The constraints are poorly conditioned and solving the problem on Matlab with SDPT3 has shown that with default precision, not more than ~14 variables may be optimized at once, which is much less then I want to optimize.
This is why considered julia (besides Mathematica) since it offers (in theory) arbitrary precision arithmetics.
How did you solve it with SDPT3? The problem isn’t convex? Did you fix y, and then solve a SDP relaxation? That would cause numerical issues.
It might help if you could provide a small set of data to test with. What is N (in practice)? What is α? What is β? Why doesn’t the summation in f depend on i? What is l?
The way it is done in Matlab with CVX/SDPT3 is to formulate the problem as \min_{\boldsymbol x} \max_i \vert g_i(\boldsymbol x) \vert where the g_i are linear but complex in (\boldsymbol x) . Since my desired outcome is that \max_i \vert g_i(\boldsymbol x) \vert \leq 1, I thought about re-formulating this as \max_i \vert g_i(\boldsymbol x) \vert^2 \leq 1 \Leftrightarrow \vert g_i(\boldsymbol x) \vert^2 \leq 1 \: \forall i with f_i basically being the \vert g_i(\boldsymbol x) \vert^2.
If it turns out you don’t need arbitrary precision after all then you might want to try Gurobi. The latest version can handle large nonconvex quadratic problems. It may be helpful even if your problem is too large to solve to the global optimum before the end of the universe because it provides bounds on the global optimum. This can help you evaluate local optima from IPOPT or Gurobi’s own solve sequence.
Here’s a presentation that explains how the algorithm works:
\max_{\boldsymbol x} y \text{ such that } \max_i \vert g_i(y \boldsymbol x) \vert \leq 1
where y \in \mathbb R^+, \boldsymbol x \in \mathbb R, g_i: \mathbb R \mapsto \mathbb C and g_i are linear in \boldsymbol x.
For fixed y, this is a convex problem in \boldsymbol x which I solve with CVX.
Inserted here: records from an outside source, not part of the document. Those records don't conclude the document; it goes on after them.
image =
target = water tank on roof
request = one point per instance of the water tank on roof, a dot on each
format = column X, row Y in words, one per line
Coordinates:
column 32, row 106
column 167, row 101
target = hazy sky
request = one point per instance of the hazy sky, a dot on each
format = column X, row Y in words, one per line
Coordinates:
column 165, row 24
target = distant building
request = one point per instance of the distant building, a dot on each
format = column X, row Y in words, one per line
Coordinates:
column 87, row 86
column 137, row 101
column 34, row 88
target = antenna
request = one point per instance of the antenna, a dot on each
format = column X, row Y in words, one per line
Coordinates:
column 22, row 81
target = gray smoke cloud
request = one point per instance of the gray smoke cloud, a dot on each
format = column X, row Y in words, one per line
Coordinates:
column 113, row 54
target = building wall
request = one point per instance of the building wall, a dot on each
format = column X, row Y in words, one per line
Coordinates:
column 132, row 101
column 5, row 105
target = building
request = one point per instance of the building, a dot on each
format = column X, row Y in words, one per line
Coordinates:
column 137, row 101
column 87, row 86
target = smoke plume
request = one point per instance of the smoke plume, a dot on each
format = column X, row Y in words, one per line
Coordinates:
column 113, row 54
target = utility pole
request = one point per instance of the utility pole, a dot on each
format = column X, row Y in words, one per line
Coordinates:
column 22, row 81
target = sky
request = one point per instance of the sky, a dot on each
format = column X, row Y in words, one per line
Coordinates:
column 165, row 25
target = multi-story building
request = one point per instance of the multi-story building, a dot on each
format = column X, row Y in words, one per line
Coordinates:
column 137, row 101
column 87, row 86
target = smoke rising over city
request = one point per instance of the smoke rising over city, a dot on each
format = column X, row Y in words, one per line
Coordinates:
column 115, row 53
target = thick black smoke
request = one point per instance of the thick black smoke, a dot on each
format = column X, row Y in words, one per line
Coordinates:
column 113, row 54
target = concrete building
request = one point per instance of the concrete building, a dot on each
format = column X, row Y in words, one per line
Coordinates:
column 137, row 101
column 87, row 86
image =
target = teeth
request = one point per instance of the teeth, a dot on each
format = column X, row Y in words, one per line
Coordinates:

To optimize y, I apply bisection in an outer loop since the g_i are essentially complex-valued polynomials with coefficients \boldsymbol x, i.e., \max_i \vert g_i(y \boldsymbol x) \vert is expexted to decrease if y decreases. Thus, a bisection method is applied to determine y. Details can be found in this paper.
Recall that the g_i(\boldsymbol x) map to the complex numbers \mathbb C and thus \vert g_i(\boldsymbol x)\vert \leq 1 is not equivalent to -1 \leq g_i(\boldsymbol x) \leq 1.
I could try to formulate this condition using polar numbers, maybe I will look into that.